Míriam Leitão: Bastidores de uma nova confusão

A confusão envolvendo os ministros Rogério Marinho e Paulo Guedes, ontem, começou na verdade na quarta-feira, com uma conversa entre o líder do governo na Câmara, Ricardo Barros, e investidores.
Foto: Agência Brasil
Foto: Agência Brasil

Por Alvaro Gribel (interino)

A confusão envolvendo os ministros Rogério Marinho e Paulo Guedes, ontem, começou na verdade na quarta-feira, com uma conversa entre o líder do governo na Câmara, Ricardo Barros, e investidores. Barros queria entender a reação negativa do mercado à proposta do uso de precatórios para financiar o Renda Cidadã e ouviu que, se o governo seguisse por esse caminho, o presidente Bolsonaro enfrentaria uma crise econômica tão severa quanto a que derrubou a presidente Dilma Rousseff. Rogério Marinho resolveu, então, ter o mesmo tipo de conversa para tentar, na visão dele, “acalmar” o mercado. Acabou colhendo o efeito contrário.

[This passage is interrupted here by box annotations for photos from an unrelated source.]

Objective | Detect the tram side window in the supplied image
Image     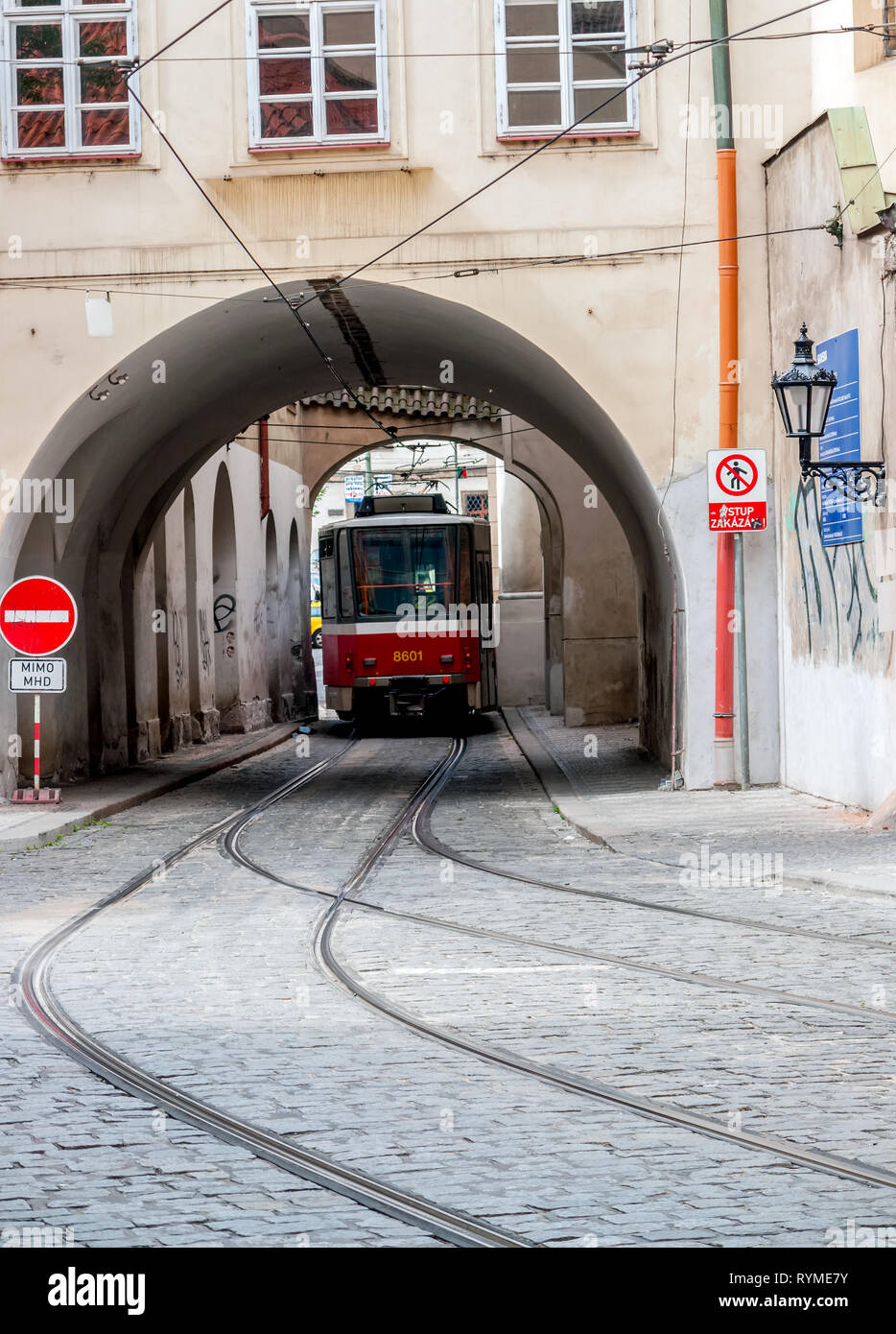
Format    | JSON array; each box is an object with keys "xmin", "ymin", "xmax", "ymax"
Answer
[
  {"xmin": 320, "ymin": 537, "xmax": 336, "ymax": 620},
  {"xmin": 339, "ymin": 528, "xmax": 355, "ymax": 620}
]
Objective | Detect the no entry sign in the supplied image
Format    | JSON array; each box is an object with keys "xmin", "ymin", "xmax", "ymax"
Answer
[
  {"xmin": 0, "ymin": 576, "xmax": 78, "ymax": 657},
  {"xmin": 707, "ymin": 449, "xmax": 768, "ymax": 533}
]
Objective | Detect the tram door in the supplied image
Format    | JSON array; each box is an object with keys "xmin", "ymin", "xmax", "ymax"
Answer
[{"xmin": 476, "ymin": 551, "xmax": 497, "ymax": 709}]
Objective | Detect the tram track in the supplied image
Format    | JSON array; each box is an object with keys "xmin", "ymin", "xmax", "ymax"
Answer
[
  {"xmin": 13, "ymin": 720, "xmax": 896, "ymax": 1248},
  {"xmin": 225, "ymin": 739, "xmax": 896, "ymax": 1188},
  {"xmin": 12, "ymin": 739, "xmax": 532, "ymax": 1249}
]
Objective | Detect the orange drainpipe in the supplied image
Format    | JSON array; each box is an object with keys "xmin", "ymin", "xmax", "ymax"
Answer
[{"xmin": 709, "ymin": 0, "xmax": 740, "ymax": 784}]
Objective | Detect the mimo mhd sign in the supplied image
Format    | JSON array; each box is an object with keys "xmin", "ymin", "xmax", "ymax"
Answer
[{"xmin": 10, "ymin": 657, "xmax": 65, "ymax": 695}]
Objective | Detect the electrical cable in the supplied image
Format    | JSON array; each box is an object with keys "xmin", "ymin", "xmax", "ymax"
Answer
[
  {"xmin": 292, "ymin": 0, "xmax": 831, "ymax": 308},
  {"xmin": 124, "ymin": 0, "xmax": 392, "ymax": 439}
]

É preciso entender a razão para a desenvoltura do ministro do Desenvolvimento, Rogério Marinho. Na quinta-feira, ele havia levado o presidente Jair Bolsonaro ao interior de Pernambuco para a inauguração de uma adutora de água na pequena cidade de São José do Egito. Bolsonaro fez o que mais gosta: usou a festa preparada por Marinho para exercer a função de líder populista, contar piada e angariar votos. A aproximação entre os dois faz Marinho se sentir mais forte, a ponto de extrapolar funções de sua pasta e invadir território que seria do ministro da Economia.

Na reunião com economistas da Ativa Investimentos, Marinho teria dito que a ideia do uso de precatórios foi da equipe de Paulo Guedes. A ala econômica, por sua vez, bate o pé e diz que havia apenas estudos. Marinho também afirmou que Guedes tem a confiança do presidente Bolsonaro e que o governo mantém compromisso com a agenda fiscal. Mas afirmou que o ministro da Economia, apesar de entender de assuntos macroeconômicos, tem menos traquejo político e peca em detalhes na formulação de alguns projetos.

As versões do que Marinho disse circularam pelo mercado e azedaram a bolsa. O ministro Paulo Guedes, que já tem Marinho como desafeto, jogou gasolina na fogueira e o chamou de “despreparado, desleal e fura-teto” caso fosse verdade. Mais tarde, voltou a público para tentar colocar panos quentes na discussão. Marinho também emitiu nota para negar que tenha sido descortês com Guedes.

No mercado financeiro, os economistas estão com as barbas e os investimentos de molho. Ainda é fresca na memória a crise provocada pela saída de Joaquim Levy, após disputa com o ministro Nelson Barbosa. Dilma optou por Barbosa em 2015, levando o país a uma forte desvalorização cambial. Os investidores temem que Guedes possa estar com os dias contados no governo e que Bolsonaro abrace de vez a agenda desenvolvimentista em que sempre acreditou durante seus mandatos como deputado federal.

Guedes não é Malan

O episódio fez economistas lembrarem de uma disputa entre os ex-ministros Pedro Malan, da Fazenda, e Clóvis Carvalho, do Desenvolvimento, no governo FH, em 1999. Carvalho havia feito críticas à política econômica, e Malan, ao contrário de Guedes, não deu nenhuma declaração e costurou nos bastidores. Ao fim, conseguiu a demissão de Carvalho. Se Bolsonaro não é FH, Guedes tampouco é Pedro Malan. À noite, deu entrevista coletiva para dizer que “estamos falando de crise e confusão com a economia voltando”.

Indústria recupera em ‘V’

Falta pouco mas a indústria praticamente superou as perdas da pandemia. Os indicadores de confiança da FGV também mostram que os empresários do setor estão mais otimistas, em parte pela desvalorização do real, que dificulta importações e ajuda exportações. Também pode haver dois efeitos de ações do governo. Os recursos do auxílio emergencial, que ajudaram o consumo, e as linhas de crédito, que favoreceram empresas maiores, mais comuns na indústria. Superado esse problema, volta-se ao anterior: falta de competitividade.